All results of blood lead tests must be reported to the Ohio Department of Health, or ODH (OAC 3701-32-14). Once ODH is notified that a child under six has lead poisoning, or a confirmed level of blood lead at or above 10 µg/dL, ODH must identify the source of the lead poisoning (OAC 3701-30-07). If the source is a home, child-care facility, or school, ODH must conduct a risk assessment and order the property owner to control the existing lead hazards (OAC 3701-30-07, 3701-30-08, 3701-30-09). As of April 2004, the Ohio Childhood Lead Poisoning Prevention regulations require ODH issue guidance to medical care providers explaining the requirements for follow-up of blood lead screens (OAC 3701-30-03). [2]

Footnotes

[1] According to ODH guidelines which pre-date the new law, a high-risk zip code is an area which has at least 27% pre-1950 housing and at least 15% of the children under age five below poverty, or at least 12% of the children under age 3 with blood lead levels above 9 mg/dL (Ohio Childhood Lead Poisoning Prevention Program Medical Management Recommendations).

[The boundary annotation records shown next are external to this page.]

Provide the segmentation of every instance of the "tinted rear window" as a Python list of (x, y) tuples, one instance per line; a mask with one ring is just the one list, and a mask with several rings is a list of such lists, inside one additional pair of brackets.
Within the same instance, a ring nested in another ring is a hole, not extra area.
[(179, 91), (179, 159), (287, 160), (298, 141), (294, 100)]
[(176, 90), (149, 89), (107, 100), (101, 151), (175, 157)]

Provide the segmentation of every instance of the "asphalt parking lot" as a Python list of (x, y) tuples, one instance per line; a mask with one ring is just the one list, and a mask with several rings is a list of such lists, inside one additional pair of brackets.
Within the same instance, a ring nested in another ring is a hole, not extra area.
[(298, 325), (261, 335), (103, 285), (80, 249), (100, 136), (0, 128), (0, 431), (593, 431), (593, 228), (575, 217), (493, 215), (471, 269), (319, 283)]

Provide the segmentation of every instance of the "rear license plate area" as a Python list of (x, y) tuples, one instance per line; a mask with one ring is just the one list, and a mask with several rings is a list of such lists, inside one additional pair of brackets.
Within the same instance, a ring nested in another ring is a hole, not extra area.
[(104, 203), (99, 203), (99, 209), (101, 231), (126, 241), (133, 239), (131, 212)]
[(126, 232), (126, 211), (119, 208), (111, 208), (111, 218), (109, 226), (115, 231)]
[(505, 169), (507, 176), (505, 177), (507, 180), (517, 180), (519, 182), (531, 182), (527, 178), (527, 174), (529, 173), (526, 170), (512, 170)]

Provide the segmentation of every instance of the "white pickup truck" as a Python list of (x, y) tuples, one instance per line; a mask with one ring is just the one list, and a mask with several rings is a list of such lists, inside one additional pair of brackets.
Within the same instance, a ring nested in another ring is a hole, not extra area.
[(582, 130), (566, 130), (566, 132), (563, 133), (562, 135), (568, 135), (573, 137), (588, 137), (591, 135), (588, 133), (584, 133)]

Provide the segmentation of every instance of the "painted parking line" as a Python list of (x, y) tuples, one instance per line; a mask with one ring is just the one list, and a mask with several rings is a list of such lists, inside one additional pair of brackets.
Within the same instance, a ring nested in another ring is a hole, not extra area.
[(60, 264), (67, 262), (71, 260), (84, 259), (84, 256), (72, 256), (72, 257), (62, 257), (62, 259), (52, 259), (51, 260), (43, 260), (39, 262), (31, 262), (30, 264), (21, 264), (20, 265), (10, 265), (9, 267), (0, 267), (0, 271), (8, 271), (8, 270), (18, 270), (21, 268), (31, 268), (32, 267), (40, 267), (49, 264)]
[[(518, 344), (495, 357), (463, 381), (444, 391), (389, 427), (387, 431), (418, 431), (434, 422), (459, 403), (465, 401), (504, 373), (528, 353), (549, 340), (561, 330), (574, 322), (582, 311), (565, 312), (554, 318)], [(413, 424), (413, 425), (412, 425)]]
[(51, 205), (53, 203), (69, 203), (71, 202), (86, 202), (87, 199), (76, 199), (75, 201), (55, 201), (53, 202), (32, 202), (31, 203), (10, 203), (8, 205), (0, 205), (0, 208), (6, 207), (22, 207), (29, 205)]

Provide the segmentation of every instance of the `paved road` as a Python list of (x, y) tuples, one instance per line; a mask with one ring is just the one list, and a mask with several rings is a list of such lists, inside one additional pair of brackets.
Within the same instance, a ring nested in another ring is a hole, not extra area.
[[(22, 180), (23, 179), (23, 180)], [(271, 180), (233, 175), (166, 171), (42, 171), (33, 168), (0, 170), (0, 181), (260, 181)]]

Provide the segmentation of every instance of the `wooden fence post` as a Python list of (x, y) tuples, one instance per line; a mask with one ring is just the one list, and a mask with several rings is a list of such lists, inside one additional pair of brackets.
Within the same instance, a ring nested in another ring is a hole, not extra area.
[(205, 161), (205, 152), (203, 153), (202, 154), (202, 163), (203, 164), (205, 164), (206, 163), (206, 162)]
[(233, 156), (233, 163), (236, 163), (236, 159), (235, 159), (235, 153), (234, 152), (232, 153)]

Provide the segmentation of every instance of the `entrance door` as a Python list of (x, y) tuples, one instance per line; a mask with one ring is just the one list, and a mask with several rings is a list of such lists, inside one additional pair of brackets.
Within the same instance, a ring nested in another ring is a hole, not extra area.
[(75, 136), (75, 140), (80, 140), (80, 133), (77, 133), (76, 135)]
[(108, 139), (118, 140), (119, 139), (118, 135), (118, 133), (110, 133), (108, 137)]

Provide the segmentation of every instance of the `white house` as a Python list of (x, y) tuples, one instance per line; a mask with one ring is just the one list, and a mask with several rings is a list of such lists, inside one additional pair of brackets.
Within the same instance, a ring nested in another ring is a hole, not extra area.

[2] As of the date of publication of this report, such guidance had not yet been produced.

References

Centers for Disease Control and Prevention, Recommendations for Blood Lead Screening of Young Children Enrolled in Medicaid: Targeting a Group at High Risk, December 8, 2000, at p. 3.

The Childhood Lead Poisoning Prevention Working Group (CLPP) Report to Ohio General Assembly, July 30, 2000 (amount adjusted for inflation).

Ohio Dept. of Jobs and Family Services (ODJFS) Medicaid-Contracting Managed Care Plans Provider Agreement State Fiscal Year 2004-2005 at Appendix G.

Ohio Department of Health, Childhood Lead Poisoning Report 2002.